Many of those lobbyists are more experienced than the young staffers they meet with, he noted. When lawmakers and staff members hear far more from one side of an issue, it can lead to a “distorted picture of how regulations might work or affect public health,” said Drutman.

Knievel agreed. When he heads to Capitol Hill to talk with lawmakers, they’ve generally heard more from industry than “from people who are trying to lower health costs,” he said. “Having the resources and human power to do that makes them formidable and influential.”

The second part of Klobuchar’s statement — that drug company lobbyists “own Congress” — brings up another element of this issue: In Washington, money and lobbying go hand in hand. The drug industry certainly has one of the biggest war chests for spending on lobbying.

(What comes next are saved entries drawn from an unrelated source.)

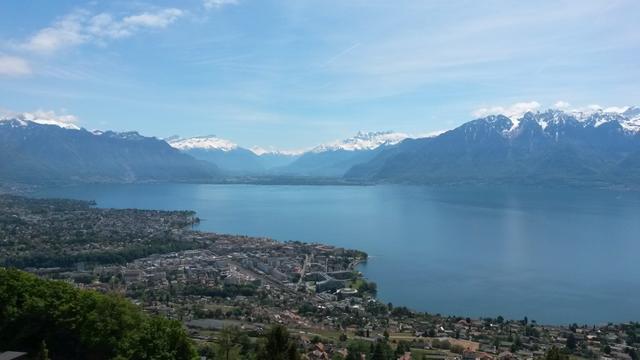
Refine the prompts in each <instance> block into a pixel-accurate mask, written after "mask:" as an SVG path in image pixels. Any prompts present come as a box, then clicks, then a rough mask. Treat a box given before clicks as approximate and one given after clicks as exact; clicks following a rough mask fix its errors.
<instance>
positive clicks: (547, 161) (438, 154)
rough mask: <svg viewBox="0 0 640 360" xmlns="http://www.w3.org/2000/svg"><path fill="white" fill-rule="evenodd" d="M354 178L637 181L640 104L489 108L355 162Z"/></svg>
mask: <svg viewBox="0 0 640 360" xmlns="http://www.w3.org/2000/svg"><path fill="white" fill-rule="evenodd" d="M346 177H347V178H349V179H352V180H366V181H374V182H392V183H404V182H407V183H460V182H470V183H478V182H480V183H484V182H513V183H566V184H579V183H591V184H593V183H595V184H597V183H603V184H636V185H637V184H638V183H640V110H639V109H638V108H637V107H632V108H629V109H627V110H626V111H625V112H624V113H606V112H602V111H597V112H593V113H590V114H585V113H571V112H563V111H558V110H548V111H546V112H537V113H532V112H529V113H526V114H525V115H524V116H523V117H521V118H517V119H515V118H514V119H510V118H508V117H506V116H502V115H497V116H488V117H485V118H481V119H477V120H474V121H470V122H468V123H466V124H463V125H462V126H459V127H458V128H456V129H453V130H450V131H447V132H445V133H443V134H441V135H439V136H437V137H433V138H425V139H416V140H407V141H404V142H402V143H401V144H399V145H398V146H396V147H394V148H390V149H386V150H384V151H382V152H380V153H379V154H377V155H376V156H375V157H374V158H373V159H371V160H369V161H367V162H366V163H362V164H359V165H356V166H354V167H353V168H351V169H350V170H349V171H348V172H347V174H346Z"/></svg>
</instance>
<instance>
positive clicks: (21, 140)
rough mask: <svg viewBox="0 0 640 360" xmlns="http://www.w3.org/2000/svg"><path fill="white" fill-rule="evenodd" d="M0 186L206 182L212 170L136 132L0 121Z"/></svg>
mask: <svg viewBox="0 0 640 360" xmlns="http://www.w3.org/2000/svg"><path fill="white" fill-rule="evenodd" d="M0 154H1V156H0V181H5V182H24V183H69V182H139V181H211V180H212V179H215V178H216V177H218V176H219V170H218V168H217V167H216V166H215V165H212V164H209V163H205V162H202V161H198V160H196V159H194V158H192V157H191V156H188V155H185V154H182V153H180V152H179V151H178V150H176V149H173V148H172V147H170V146H169V145H167V143H165V142H164V141H162V140H158V139H156V138H151V137H145V136H142V135H140V134H138V133H137V132H125V133H117V132H113V131H105V132H101V131H96V132H90V131H87V130H85V129H81V128H79V127H77V126H61V124H56V123H40V122H36V121H31V120H27V119H25V118H21V117H16V118H5V119H2V120H0Z"/></svg>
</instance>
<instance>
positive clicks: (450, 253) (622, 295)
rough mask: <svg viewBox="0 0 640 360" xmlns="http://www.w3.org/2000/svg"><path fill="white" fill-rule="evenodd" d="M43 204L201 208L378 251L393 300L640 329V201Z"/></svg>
mask: <svg viewBox="0 0 640 360" xmlns="http://www.w3.org/2000/svg"><path fill="white" fill-rule="evenodd" d="M35 195H36V196H42V197H45V196H46V197H68V198H76V199H85V200H96V201H97V203H98V206H100V207H115V208H148V209H172V210H175V209H193V210H195V211H197V212H198V216H199V217H200V218H201V219H202V222H201V224H200V225H199V228H200V229H201V230H205V231H214V232H220V233H234V234H246V235H252V236H266V237H272V238H275V239H277V240H300V241H306V242H322V243H328V244H332V245H337V246H343V247H348V248H355V249H361V250H364V251H366V252H367V253H369V256H370V259H369V262H368V263H367V264H366V265H363V266H362V267H361V269H362V271H363V272H364V273H365V274H366V276H367V277H368V278H369V279H371V280H373V281H375V282H377V284H378V289H379V297H380V299H381V300H382V301H384V302H392V303H393V304H394V305H405V306H408V307H411V308H414V309H417V310H423V311H428V312H431V313H442V314H452V315H460V316H497V315H502V316H505V317H507V318H522V317H524V316H528V318H529V319H534V320H537V321H538V322H542V323H573V322H577V323H580V324H582V323H587V324H593V323H606V322H609V321H611V322H622V321H629V320H635V321H637V320H640V300H639V299H640V261H639V260H640V259H639V257H640V256H639V255H640V193H636V192H617V191H605V190H584V189H582V190H576V189H553V190H542V189H530V188H529V189H487V188H459V187H457V188H453V187H450V188H431V187H418V186H416V187H410V186H367V187H360V186H266V185H194V184H152V185H149V184H145V185H83V186H77V187H64V188H48V189H42V190H40V191H38V192H37V193H36V194H35Z"/></svg>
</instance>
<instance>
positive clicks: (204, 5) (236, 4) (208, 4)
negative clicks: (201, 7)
mask: <svg viewBox="0 0 640 360" xmlns="http://www.w3.org/2000/svg"><path fill="white" fill-rule="evenodd" d="M238 3H239V1H238V0H204V1H203V2H202V5H203V6H204V7H205V9H219V8H221V7H224V6H227V5H237V4H238Z"/></svg>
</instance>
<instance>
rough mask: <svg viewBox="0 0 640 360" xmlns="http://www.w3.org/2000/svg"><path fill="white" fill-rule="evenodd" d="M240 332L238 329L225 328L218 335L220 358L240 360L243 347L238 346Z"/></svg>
mask: <svg viewBox="0 0 640 360" xmlns="http://www.w3.org/2000/svg"><path fill="white" fill-rule="evenodd" d="M239 338H240V330H239V329H238V328H237V327H234V326H230V327H224V328H222V330H220V333H219V334H218V351H217V355H218V358H219V359H221V360H238V359H239V358H240V350H241V347H240V345H239V344H238V339H239Z"/></svg>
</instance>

Last year, lobbying spending by pharmaceutical groups and health product providers, which includes makers of medical devices and other health-related items, totaled $283 million, according to OpenSecrets.

The amount spent by drugmakers alone is huge: $169 million lobbying last year. That’s the most since 2009, in the heat of the debate over the Affordable Care Act.

The second-place finisher, the insurance industry, spent $158 million.

So what’s the drug industry lobbying on? Its latest concerns revolve around drug prices. Whenever it perceives a threat or an opportunity — such as when Congress was debating the ACA in 2009, or now, with candidates, the president and Congress all focused on the high price of prescription medicines — the industry ramps up spending.

“Companies are somewhat responsive to the political environment,”   said Drutman.

And, of course, the drug industry funnels millions of dollars in campaign contributions directly to members of Congress each year.

Our Ruling

Klobuchar said: “There are, literally, two pharmaceutical lobbyists for every member of Congress.”

We found that there are more than twice as many pharma lobbyists per member of Congress if one looks at the broader category that includes representatives of health products, but only 1.5 per member if the comparison is restricted only to those lobbying for drug companies.

We rate her statement as Mostly True.